Path to light, that angles darkness,
our lying in the grass on a
mountain, hoisted biographies in the fragmented clouds
we watched, it was clear as the winds
that changed them. Face of
fate, that didn't

either have to be.  Our incalculable
harmonies, bodies' lithe fabrication, seascape,
weather, mountains, the luck
whatever of place.
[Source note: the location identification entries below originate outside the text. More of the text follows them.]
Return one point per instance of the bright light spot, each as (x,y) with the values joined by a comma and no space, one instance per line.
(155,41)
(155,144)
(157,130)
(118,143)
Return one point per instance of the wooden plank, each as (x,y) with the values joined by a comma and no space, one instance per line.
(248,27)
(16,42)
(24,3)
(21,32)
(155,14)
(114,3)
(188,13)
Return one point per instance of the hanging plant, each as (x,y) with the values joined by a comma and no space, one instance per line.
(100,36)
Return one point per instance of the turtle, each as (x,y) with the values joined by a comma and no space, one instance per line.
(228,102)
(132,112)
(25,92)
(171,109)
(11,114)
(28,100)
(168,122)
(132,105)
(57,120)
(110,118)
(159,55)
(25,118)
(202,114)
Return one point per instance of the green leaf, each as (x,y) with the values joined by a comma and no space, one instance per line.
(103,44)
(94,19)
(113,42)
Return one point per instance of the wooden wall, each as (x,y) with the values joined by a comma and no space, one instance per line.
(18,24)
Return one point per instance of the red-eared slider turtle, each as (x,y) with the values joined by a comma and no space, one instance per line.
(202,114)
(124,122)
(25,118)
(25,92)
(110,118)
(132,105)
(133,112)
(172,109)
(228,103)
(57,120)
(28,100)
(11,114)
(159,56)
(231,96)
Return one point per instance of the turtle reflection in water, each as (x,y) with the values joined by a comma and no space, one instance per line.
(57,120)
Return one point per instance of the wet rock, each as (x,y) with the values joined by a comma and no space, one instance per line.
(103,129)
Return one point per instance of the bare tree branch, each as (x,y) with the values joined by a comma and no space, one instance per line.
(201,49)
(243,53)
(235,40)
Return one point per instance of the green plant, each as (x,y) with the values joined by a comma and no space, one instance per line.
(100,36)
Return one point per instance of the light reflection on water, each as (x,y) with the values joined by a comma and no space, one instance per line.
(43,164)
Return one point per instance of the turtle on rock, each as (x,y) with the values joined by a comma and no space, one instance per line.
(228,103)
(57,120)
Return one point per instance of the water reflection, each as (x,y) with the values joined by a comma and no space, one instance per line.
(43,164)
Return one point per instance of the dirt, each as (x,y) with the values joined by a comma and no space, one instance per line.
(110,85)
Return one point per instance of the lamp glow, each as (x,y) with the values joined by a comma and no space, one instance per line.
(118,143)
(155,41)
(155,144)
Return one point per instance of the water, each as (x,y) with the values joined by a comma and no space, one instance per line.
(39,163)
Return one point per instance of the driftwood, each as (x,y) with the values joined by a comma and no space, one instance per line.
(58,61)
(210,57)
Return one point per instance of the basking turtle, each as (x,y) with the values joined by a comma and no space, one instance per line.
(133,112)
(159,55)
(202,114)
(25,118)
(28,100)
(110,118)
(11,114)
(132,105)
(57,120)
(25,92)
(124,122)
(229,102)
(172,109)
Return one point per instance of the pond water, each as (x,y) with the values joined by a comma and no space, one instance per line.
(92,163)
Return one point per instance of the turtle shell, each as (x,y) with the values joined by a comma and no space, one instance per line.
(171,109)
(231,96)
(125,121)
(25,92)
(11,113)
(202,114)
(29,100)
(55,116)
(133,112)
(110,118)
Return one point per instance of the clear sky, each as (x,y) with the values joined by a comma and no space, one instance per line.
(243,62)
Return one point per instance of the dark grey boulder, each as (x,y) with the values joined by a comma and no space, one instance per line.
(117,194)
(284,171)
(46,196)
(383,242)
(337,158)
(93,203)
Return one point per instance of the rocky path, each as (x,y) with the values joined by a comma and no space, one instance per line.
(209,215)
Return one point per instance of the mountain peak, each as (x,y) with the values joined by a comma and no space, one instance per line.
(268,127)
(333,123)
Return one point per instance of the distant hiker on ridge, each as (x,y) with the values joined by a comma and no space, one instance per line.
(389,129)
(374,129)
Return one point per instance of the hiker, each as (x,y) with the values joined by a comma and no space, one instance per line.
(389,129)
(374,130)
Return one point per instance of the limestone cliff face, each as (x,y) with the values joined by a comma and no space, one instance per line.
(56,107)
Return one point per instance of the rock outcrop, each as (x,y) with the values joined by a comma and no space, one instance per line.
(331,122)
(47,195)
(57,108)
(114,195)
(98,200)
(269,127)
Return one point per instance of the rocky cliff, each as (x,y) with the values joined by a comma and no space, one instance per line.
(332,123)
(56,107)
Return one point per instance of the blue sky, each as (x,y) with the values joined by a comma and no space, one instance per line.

Fulfillment swathed like
ammunition in the breeze,

your familiar warm shoulder, prescience -
so good there was nothing to say,
just the right pages turning,
beyond the storm, threat to our love,
their harbor risk.

                     - Jane Mayhall

At times, poems that I don't entirely fathom still move me, perhaps in part because their innate, near-animate power needn't be fully explicated or interpreted to be appreciated.  This one strikes me that way: accessible as a whole, but not so easy to parse as one might expect, given its universal theme and quotidian imagery.  

Perhaps you grasped all its nuances right away?  Or does one particular line or stanza reveal itself to you whole?  Please share your insights in the comments.

For more on Jane Mayhall (1918-2009) visit Knopf's page about her last collection, Sleeping Late on Judgment Day.  Be sure to click on the "author q and a" link: Mayhall's musings on her life history are fascinating, particularly if you - like me - admired Jennifer Donnelly's A Northern Light, as Mayhall's biography parallels Mattie's in some regards.  Mayhall gained recognition late in life and wrote some of her best poems - like this one - in her eighties. Heartening indeed.

And once again, let me recommend you sign up for next year's poetry month offerings from Knopf.  The emails are free, and I guarantee you will (re)discover fine poems and poets if you do.


Hamlet with Yorick's skull, photographed by Sue Shaw of the Cloud Appreciation Society in England.  Catch the connection?